| HN Mirror

Y	Hacker News new \| ask \| show \| jobs

by pgao 2164 days ago

Thanks a bunch!

I think the biggest issues with this approach is the requirement for embeddings. It's hard sometimes for a customer to understand what layer to pull out of their net to send to us, so sometimes we just use a pretrained net to generate embeddings. One net for audio, one net for imagery, one net for pointclouds, etc.

I'd say that it's harder for this tool to work with structured/tabular data for a few reasons.

One, most structured datasets are domain-specific, so it's not easy to pull a pretrained model off the shelf to generate embeddings - typically we would need a customer to give us the embeddings from their own model in these cases.

Two, neural nets actually aren't the best for certain structured data tasks. Tree-based techniques often get better performance on simpler tasks, which means there's no obvious embedding to pull from the model.

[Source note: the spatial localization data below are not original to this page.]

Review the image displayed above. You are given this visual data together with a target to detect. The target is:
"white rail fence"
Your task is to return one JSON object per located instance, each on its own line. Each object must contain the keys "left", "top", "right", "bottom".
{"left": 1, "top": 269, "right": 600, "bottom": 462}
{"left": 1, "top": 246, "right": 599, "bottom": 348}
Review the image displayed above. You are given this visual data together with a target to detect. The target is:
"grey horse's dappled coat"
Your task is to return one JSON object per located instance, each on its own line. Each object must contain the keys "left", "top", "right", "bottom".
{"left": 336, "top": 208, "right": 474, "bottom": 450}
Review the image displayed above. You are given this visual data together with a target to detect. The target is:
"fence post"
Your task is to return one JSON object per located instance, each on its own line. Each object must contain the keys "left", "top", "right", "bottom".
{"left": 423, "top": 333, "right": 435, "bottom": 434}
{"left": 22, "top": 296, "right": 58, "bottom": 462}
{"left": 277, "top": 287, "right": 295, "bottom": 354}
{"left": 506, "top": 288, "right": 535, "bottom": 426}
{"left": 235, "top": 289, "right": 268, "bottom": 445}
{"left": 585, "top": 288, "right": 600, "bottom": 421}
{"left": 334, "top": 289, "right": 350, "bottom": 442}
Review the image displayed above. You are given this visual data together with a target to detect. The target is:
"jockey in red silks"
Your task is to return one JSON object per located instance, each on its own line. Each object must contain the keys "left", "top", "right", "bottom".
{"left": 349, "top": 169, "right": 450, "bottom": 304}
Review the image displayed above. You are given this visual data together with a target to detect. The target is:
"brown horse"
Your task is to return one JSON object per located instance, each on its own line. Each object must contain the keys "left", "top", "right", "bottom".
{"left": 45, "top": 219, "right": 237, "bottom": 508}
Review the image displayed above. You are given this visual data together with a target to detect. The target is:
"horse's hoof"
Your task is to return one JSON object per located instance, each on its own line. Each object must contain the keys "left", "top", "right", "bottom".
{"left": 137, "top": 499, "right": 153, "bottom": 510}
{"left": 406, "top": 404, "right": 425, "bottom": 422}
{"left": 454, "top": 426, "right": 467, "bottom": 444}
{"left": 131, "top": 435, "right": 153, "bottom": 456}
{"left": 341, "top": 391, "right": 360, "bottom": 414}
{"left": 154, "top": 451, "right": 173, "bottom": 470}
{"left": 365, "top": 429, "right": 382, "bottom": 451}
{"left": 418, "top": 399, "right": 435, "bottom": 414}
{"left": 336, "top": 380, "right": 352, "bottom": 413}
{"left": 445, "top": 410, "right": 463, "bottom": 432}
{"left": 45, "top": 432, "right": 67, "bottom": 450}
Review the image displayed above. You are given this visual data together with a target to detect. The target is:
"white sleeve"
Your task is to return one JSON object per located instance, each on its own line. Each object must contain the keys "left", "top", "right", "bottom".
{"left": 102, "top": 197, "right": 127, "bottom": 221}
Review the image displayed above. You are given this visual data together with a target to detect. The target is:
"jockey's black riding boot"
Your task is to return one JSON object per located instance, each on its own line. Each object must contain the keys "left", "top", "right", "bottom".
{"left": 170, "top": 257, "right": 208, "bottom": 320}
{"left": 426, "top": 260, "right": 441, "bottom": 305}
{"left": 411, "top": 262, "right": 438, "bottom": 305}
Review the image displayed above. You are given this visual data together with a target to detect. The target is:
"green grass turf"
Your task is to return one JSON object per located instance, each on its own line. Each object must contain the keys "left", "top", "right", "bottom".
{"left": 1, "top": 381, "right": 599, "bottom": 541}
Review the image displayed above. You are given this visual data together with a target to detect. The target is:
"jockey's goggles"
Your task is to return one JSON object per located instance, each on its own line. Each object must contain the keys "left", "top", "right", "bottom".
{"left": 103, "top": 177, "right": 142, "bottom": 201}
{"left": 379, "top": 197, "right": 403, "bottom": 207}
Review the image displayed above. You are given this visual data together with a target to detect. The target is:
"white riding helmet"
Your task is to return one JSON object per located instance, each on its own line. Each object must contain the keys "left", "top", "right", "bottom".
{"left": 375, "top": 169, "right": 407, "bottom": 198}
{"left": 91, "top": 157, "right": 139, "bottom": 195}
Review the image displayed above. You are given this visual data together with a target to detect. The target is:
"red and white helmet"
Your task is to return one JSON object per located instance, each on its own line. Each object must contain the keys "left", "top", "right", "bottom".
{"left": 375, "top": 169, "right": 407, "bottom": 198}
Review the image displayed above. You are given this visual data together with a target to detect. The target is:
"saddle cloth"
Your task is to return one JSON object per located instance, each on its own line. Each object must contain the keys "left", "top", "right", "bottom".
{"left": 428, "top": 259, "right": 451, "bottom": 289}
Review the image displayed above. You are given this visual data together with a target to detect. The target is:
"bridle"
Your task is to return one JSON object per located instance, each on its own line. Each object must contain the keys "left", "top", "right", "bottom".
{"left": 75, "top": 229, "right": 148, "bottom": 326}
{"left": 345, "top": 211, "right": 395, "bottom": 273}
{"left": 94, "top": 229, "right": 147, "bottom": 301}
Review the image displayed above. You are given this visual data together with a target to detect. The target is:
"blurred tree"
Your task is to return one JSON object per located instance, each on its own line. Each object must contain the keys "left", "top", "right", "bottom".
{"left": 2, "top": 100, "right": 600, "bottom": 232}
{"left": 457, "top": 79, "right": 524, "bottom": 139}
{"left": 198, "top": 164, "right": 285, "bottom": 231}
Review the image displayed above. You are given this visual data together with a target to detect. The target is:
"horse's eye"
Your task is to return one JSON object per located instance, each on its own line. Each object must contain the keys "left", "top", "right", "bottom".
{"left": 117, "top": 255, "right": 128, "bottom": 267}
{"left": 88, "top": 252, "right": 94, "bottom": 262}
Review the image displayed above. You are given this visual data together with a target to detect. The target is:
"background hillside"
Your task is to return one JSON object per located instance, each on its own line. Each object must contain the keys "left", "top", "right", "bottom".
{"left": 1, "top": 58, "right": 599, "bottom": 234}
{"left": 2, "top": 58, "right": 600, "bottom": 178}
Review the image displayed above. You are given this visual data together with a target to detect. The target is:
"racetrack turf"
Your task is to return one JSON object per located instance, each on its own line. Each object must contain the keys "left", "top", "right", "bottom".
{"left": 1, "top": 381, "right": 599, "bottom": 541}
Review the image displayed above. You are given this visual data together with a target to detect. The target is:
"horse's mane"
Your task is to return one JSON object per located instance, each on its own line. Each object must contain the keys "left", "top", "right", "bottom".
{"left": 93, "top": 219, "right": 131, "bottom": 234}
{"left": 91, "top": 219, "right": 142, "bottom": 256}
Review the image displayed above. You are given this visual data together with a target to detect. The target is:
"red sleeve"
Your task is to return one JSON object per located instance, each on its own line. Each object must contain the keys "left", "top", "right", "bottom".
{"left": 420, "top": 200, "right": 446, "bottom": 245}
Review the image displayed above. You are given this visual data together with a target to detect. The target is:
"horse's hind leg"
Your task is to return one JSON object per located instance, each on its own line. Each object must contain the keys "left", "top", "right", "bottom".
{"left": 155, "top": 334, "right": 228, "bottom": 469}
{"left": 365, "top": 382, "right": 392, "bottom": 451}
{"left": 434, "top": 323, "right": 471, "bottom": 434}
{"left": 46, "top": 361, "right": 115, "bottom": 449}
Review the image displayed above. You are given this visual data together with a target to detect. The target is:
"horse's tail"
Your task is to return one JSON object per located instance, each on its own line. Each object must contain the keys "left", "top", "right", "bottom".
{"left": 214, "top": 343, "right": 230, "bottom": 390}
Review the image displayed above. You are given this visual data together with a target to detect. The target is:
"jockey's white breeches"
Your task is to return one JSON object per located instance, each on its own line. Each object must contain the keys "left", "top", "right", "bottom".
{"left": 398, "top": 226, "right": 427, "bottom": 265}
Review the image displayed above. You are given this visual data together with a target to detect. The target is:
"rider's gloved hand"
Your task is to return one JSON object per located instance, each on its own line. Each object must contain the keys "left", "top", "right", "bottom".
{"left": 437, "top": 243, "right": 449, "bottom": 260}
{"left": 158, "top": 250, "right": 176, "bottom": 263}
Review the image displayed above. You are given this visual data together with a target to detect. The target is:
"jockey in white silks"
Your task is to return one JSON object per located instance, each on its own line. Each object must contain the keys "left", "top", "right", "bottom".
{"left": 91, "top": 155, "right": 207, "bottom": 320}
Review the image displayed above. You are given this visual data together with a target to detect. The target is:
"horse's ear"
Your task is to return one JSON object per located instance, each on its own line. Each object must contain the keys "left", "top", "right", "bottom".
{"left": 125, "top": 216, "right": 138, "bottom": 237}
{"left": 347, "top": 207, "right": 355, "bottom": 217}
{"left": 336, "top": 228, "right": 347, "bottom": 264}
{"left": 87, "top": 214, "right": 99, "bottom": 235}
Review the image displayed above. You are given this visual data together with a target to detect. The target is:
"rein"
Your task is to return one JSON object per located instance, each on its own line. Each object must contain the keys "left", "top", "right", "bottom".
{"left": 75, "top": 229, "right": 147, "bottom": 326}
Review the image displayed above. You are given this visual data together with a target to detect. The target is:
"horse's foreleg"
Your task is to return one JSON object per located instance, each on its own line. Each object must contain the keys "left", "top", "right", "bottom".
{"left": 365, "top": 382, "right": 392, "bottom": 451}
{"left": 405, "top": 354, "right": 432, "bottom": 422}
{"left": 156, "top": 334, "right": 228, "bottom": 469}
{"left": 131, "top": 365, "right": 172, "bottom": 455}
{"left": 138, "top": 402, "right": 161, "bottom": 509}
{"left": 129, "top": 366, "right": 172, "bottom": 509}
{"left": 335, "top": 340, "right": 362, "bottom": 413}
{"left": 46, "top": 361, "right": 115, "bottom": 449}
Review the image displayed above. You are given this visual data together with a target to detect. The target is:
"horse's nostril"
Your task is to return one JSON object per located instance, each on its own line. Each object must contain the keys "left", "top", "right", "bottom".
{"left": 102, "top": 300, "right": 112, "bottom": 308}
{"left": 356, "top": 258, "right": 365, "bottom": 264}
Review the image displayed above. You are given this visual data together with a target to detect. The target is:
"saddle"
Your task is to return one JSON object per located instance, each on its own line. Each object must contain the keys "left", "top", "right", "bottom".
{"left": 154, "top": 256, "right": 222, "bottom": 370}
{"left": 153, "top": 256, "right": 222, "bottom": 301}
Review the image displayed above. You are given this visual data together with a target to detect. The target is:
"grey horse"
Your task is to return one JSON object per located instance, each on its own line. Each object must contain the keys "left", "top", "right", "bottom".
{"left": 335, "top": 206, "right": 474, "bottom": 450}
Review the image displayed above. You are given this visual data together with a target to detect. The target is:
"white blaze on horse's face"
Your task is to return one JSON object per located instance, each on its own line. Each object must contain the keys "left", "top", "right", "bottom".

Three, an alternate interpretation is that a feature vector input for structured data tasks is already an embedding! When the input data is low dimensional, you can do anomaly detection and clustering just by histogramming and other basic population statistics on your data, so it's a lot easier than dealing with unstructured data like imagery.

So I wouldn't say that our tooling wouldn't work for structured data, but more that in those types of cases, maybe there's something simpler that works just as well.